Case that inspired 'Zachary's Law' gets new court hearing
Putnam County Prosecutor Tim Bookwalter has refiled a request for the death penalty against Christopher Stevens for the 1993 molestation and murder of 10-year-old Zachary Snider.
The 1995 molestation and murder of the Cloverdale boy drew national attention, prompting the creation of Zachary's Law, which requires convicted child molesters to register their address in a public database.
The case was tried in a Tippecanoe County Court after the case was moved from Putnam County to Tippecanoe County.
The jury voted in favor of the death penalty in 1994. The death penalty had been upheld at all appellate stages until this past summer, when the U.S. Seventh Circuit Court of Appeals set aside the death penalty convictions for the reasons that his court-appointed lawyers were deemed ineffective.

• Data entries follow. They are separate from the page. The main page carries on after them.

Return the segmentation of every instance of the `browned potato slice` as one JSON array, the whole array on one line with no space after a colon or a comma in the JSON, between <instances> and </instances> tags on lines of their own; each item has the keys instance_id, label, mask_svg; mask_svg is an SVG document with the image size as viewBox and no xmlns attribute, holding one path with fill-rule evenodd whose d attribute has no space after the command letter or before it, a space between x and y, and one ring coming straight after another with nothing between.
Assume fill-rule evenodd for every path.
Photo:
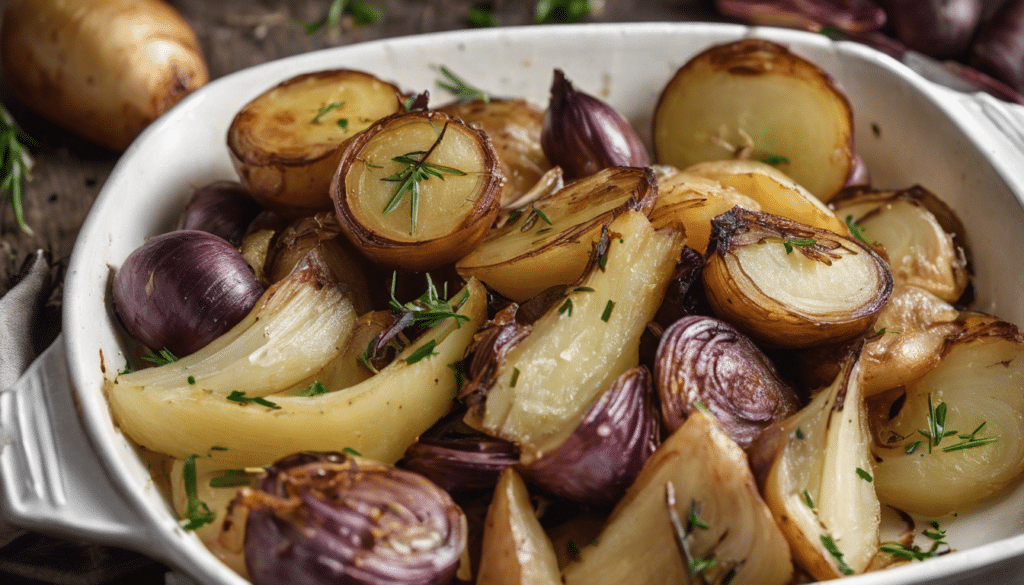
<instances>
[{"instance_id":1,"label":"browned potato slice","mask_svg":"<svg viewBox=\"0 0 1024 585\"><path fill-rule=\"evenodd\" d=\"M331 209L342 143L401 109L401 92L349 70L289 79L247 103L227 147L239 178L267 209L293 216Z\"/></svg>"},{"instance_id":2,"label":"browned potato slice","mask_svg":"<svg viewBox=\"0 0 1024 585\"><path fill-rule=\"evenodd\" d=\"M798 563L826 581L862 573L878 552L881 505L856 359L803 410L762 434L752 462Z\"/></svg>"},{"instance_id":3,"label":"browned potato slice","mask_svg":"<svg viewBox=\"0 0 1024 585\"><path fill-rule=\"evenodd\" d=\"M604 169L519 210L459 260L459 274L476 277L516 301L574 283L587 269L601 231L628 210L649 213L655 193L649 169Z\"/></svg>"},{"instance_id":4,"label":"browned potato slice","mask_svg":"<svg viewBox=\"0 0 1024 585\"><path fill-rule=\"evenodd\" d=\"M344 149L338 222L364 254L429 270L465 256L498 215L502 175L483 132L439 112L395 114Z\"/></svg>"},{"instance_id":5,"label":"browned potato slice","mask_svg":"<svg viewBox=\"0 0 1024 585\"><path fill-rule=\"evenodd\" d=\"M502 205L532 189L551 163L541 148L544 111L524 99L475 100L438 108L490 137L505 176Z\"/></svg>"},{"instance_id":6,"label":"browned potato slice","mask_svg":"<svg viewBox=\"0 0 1024 585\"><path fill-rule=\"evenodd\" d=\"M941 515L964 511L1019 477L1022 387L1021 332L992 318L968 319L935 368L871 401L879 499Z\"/></svg>"},{"instance_id":7,"label":"browned potato slice","mask_svg":"<svg viewBox=\"0 0 1024 585\"><path fill-rule=\"evenodd\" d=\"M526 485L502 471L487 508L476 585L560 585L558 559L537 519Z\"/></svg>"},{"instance_id":8,"label":"browned potato slice","mask_svg":"<svg viewBox=\"0 0 1024 585\"><path fill-rule=\"evenodd\" d=\"M889 300L886 261L853 238L740 207L715 218L703 269L716 315L781 347L862 335Z\"/></svg>"},{"instance_id":9,"label":"browned potato slice","mask_svg":"<svg viewBox=\"0 0 1024 585\"><path fill-rule=\"evenodd\" d=\"M822 201L854 168L846 96L817 66L769 41L718 45L690 59L663 91L653 125L659 163L777 159Z\"/></svg>"},{"instance_id":10,"label":"browned potato slice","mask_svg":"<svg viewBox=\"0 0 1024 585\"><path fill-rule=\"evenodd\" d=\"M921 186L864 193L836 202L864 240L885 247L896 282L956 302L970 281L964 227L945 204Z\"/></svg>"},{"instance_id":11,"label":"browned potato slice","mask_svg":"<svg viewBox=\"0 0 1024 585\"><path fill-rule=\"evenodd\" d=\"M959 326L952 305L932 293L896 284L861 353L864 394L909 384L938 364Z\"/></svg>"},{"instance_id":12,"label":"browned potato slice","mask_svg":"<svg viewBox=\"0 0 1024 585\"><path fill-rule=\"evenodd\" d=\"M476 390L484 400L466 414L471 426L517 443L524 463L564 442L596 398L637 365L640 335L683 247L681 234L655 232L639 211L609 228L604 269L595 266L525 339L493 358L493 376Z\"/></svg>"},{"instance_id":13,"label":"browned potato slice","mask_svg":"<svg viewBox=\"0 0 1024 585\"><path fill-rule=\"evenodd\" d=\"M703 526L690 527L680 543L673 513L684 530L695 524L691 513ZM683 546L690 558L684 558ZM712 558L700 571L705 581L690 578L688 569ZM790 583L793 562L746 456L697 411L654 452L597 540L563 576L566 585L781 585Z\"/></svg>"},{"instance_id":14,"label":"browned potato slice","mask_svg":"<svg viewBox=\"0 0 1024 585\"><path fill-rule=\"evenodd\" d=\"M850 234L846 223L827 205L771 165L752 160L708 161L687 168L686 172L736 190L757 201L761 206L759 211L843 236Z\"/></svg>"},{"instance_id":15,"label":"browned potato slice","mask_svg":"<svg viewBox=\"0 0 1024 585\"><path fill-rule=\"evenodd\" d=\"M686 229L686 245L701 254L711 240L712 218L737 205L761 210L757 201L714 178L665 165L654 170L657 174L657 203L650 212L651 223L655 227L682 224Z\"/></svg>"}]
</instances>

"The Indiana Attorney General is presently considering appealing this recent decision to the U.S. Supreme Court, but that decision does not stay the order that gives me 120 days to ask again for the death penalty," Prosecutor Bookwalter said.
"I have, over the last three months, reassembled the file and reviewed the record and the evidence. I have also discussed the case with the prosecutors who tried the case for the first time, retired Det. Dick Rice of the Indiana State Police, who was the detective who handled the case, and most importantly, Todd and Sandy Snider, Zachary's parents.
After my review of the evidence, and input from these persons, I have decided to refile the request for the death penalty," Bookwalter said.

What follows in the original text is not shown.